Guido Della Rovere

Personal information
- Full name: Guido Della Rovere
- Date of birth: 4 June 2007 (age 19)
- Place of birth: Cremona, Italy
- Height: 1.87 m (6 ft 2 in)
- Position: Midfielder

Team information
- Current team: Bayern Munich II

Youth career
- Oratorio CavaDigiDue
- ASD Torrazzo Victor
- 0000–2024: Cremonese

Senior career*
- Years: Team / Apps / (Gls)
- 2024: Cremonese / 1 / (0)
- 2024–: Bayern Munich II / 47 / (5)
- 2026–: Bayern Munich / 0 / (0)

International career^{‡}
- 2022: Italy U15 / 3 / (0)
- 2023: Italy U16 / 1 / (0)
- 2024–: Italy U18 / 2 / (0)
- 2025–: Italy U19 / 2 / (0)

= Guido Della Rovere =

Italian footballer

Guido Della Rovere (born 4 June 2007) is an Italian professional footballer who plays as a midfielder for Regionalliga Bayern club Bayern Munich II.

== Club career ==

===Cremonese===
The talented youngster made his first appearance for Cremonese with the primavera during a match against Feralpisalò in the second-highest youth division, Campionato Primavera 2, on 6 May 2023.

In early 2024, top-flight clubs showed interest in recruiting him, such as Serie A club Juventus, Dutch Eredivisie club Ajax, and German Bundesliga club Bayern Munich.

After good performances in the youth team, Della Rovere made his professional debut with the senior team on 10 May 2024, during a 3–0 home win against Cittadella on matchday 38 of Serie B, substituting César Falletti at the 64th minute of the game.

===Bayern Munich===
On 3 July 2024, he moved to Germany and joined Bundesliga giants Bayern Munich for an undisclosed fee, immediately joining the reserve team.

On 2 August 2024, Della Rovere made his debut with Bayern Munich II during a 2–1 away win Regionalliga Bayern match against 1. FC Nürnberg II, coming off the bench at the 46th minute.

On 25 October 2024, he scored his first professional goal with Bayern Munich II, as a starter during the 3–0 home win Regionalliga Bayern match against TSV Schwaben Augsburg, opening the score with his goal at the 14th minute.

Della Rovere was called up for the 5–0 win friendly match against Austrian Bundesliga club Red Bull Salzburg on 6 January 2026, substituting Felipe Chávez at the 82nd minute.

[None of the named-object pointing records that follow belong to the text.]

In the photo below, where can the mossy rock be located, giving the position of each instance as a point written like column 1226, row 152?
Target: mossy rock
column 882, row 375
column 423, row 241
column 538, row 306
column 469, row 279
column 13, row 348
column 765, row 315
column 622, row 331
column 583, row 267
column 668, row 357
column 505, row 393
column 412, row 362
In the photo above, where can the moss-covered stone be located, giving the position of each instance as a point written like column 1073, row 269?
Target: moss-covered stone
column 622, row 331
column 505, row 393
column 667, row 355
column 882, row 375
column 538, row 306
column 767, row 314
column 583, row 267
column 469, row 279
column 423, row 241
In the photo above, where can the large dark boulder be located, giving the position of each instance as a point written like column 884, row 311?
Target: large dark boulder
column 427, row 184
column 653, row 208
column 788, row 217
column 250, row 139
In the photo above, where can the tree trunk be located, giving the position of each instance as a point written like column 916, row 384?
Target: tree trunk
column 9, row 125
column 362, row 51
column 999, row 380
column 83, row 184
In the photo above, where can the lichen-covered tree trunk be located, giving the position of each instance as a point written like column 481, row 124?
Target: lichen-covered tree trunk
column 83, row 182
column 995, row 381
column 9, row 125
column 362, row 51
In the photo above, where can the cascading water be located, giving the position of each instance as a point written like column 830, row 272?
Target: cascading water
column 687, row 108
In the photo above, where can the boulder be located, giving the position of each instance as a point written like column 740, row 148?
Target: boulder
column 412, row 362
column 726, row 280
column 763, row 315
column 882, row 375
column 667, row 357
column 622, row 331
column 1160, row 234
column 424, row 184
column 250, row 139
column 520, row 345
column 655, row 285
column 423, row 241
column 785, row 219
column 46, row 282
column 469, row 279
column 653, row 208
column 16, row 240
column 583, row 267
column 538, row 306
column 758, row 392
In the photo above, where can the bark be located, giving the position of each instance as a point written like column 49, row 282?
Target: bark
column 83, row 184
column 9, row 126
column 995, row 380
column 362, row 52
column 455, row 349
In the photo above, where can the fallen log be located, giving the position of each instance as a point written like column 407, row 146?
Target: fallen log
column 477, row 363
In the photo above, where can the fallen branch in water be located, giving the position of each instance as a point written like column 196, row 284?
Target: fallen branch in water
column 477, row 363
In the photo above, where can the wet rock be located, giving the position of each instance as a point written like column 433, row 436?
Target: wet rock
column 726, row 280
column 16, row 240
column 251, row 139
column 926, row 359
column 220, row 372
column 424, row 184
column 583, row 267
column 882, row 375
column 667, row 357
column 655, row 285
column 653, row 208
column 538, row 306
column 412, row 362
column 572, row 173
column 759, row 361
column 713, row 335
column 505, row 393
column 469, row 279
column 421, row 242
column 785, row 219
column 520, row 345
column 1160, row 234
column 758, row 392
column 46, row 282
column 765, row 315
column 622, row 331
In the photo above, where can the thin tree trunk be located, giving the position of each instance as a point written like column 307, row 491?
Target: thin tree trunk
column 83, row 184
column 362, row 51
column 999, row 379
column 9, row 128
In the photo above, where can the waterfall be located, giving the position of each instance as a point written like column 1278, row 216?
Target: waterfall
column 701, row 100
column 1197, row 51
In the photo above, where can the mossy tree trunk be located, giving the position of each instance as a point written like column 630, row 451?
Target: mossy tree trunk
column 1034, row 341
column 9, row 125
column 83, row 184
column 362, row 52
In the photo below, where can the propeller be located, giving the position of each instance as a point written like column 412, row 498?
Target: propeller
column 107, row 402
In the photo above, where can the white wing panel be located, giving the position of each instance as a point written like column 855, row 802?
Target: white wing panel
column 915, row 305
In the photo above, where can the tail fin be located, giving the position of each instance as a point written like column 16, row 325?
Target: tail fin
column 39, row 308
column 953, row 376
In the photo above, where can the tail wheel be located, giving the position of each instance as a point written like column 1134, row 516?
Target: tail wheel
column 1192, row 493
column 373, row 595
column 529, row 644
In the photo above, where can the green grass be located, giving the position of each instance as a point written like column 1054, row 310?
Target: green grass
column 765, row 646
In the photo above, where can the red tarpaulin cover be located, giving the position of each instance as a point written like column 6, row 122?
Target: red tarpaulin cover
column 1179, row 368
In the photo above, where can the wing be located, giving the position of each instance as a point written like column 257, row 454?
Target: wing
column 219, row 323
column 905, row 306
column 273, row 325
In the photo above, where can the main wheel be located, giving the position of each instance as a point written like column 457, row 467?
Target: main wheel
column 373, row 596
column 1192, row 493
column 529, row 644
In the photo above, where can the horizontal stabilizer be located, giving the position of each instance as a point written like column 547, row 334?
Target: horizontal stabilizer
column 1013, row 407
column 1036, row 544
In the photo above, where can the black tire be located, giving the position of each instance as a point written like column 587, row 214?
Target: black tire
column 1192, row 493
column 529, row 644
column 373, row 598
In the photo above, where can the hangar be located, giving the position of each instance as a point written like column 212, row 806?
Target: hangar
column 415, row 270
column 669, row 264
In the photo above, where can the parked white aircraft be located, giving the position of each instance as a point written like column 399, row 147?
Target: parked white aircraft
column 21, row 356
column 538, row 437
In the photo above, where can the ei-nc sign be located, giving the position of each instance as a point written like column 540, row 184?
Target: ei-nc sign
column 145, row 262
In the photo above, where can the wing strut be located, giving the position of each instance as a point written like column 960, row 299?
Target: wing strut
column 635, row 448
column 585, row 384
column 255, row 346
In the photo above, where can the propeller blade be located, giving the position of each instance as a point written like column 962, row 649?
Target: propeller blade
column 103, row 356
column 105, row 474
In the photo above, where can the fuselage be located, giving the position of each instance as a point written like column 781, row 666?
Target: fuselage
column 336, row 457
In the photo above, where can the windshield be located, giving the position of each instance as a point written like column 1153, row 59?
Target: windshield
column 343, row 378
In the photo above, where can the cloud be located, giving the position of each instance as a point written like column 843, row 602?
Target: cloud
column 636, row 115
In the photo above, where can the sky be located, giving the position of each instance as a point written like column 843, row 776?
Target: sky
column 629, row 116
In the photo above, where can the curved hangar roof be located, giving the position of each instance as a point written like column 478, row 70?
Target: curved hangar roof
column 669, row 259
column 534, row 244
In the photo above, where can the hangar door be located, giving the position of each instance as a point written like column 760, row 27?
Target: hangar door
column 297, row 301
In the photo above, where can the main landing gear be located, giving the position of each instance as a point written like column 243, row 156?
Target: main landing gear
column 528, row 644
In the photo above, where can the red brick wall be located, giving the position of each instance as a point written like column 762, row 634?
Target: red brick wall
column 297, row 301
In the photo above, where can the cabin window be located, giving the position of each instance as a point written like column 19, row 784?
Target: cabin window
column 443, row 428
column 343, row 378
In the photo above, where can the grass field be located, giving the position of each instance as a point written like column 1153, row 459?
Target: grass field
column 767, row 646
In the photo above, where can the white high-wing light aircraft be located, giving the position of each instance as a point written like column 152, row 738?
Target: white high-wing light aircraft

On 21 March 2026, he was called up with the Bayern Munich senior team for the first time, during a 4–0 home win Bundesliga match against Union Berlin, as an unused substitute however.

After the 2025–26 season concluded, clubs showed interest in recruiting Della Rovere, including Serie A clubs Fiorentina and Napoli, ahead of the 2026–27 season.

== International career ==
Born in Cremona, Italy, to an Italian father and a mother from Lithuania, Della Rovere holds dual Italian and Lithuanian citizenship, thus making him eligible to represent either nation. He has represented Italy as a youth international, featuring with the under-15s, under-16s, under-18s and under-19s.

==Career statistics==
===Club===

Appearances and goals by club, season and competition
Club: Season; League; National cup; Other; Total
Division: Apps; Goals; Apps; Goals; Apps; Goals; Apps; Goals
Cremonese: 2023–24; Serie B; 1; 0; —; —; 1; 0
Total: 1; 0; —; —; 1; 0
Bayern Munich II: 2024–25; Regionalliga Bayern; 22; 1; —; —; 22; 1
2025–26: 24; 4; —; —; 24; 4
2026–27: 1; 0; —; —; 1; 0
Total: 47; 5; —; —; 47; 5
Bayern Munich: 2025–26; Bundesliga; 0; 0; 0; 0; 0; 0; 0; 0
Total: 0; 0; 0; 0; 0; 0; 0; 0
Career total: 48; 5; 0; 0; 0; 0; 48; 5

- Notes

==Style of play==
Della Rovere plays as midfielder, mainly as a central or attacking one, and he has occasionally played as a winger and wide midfielder.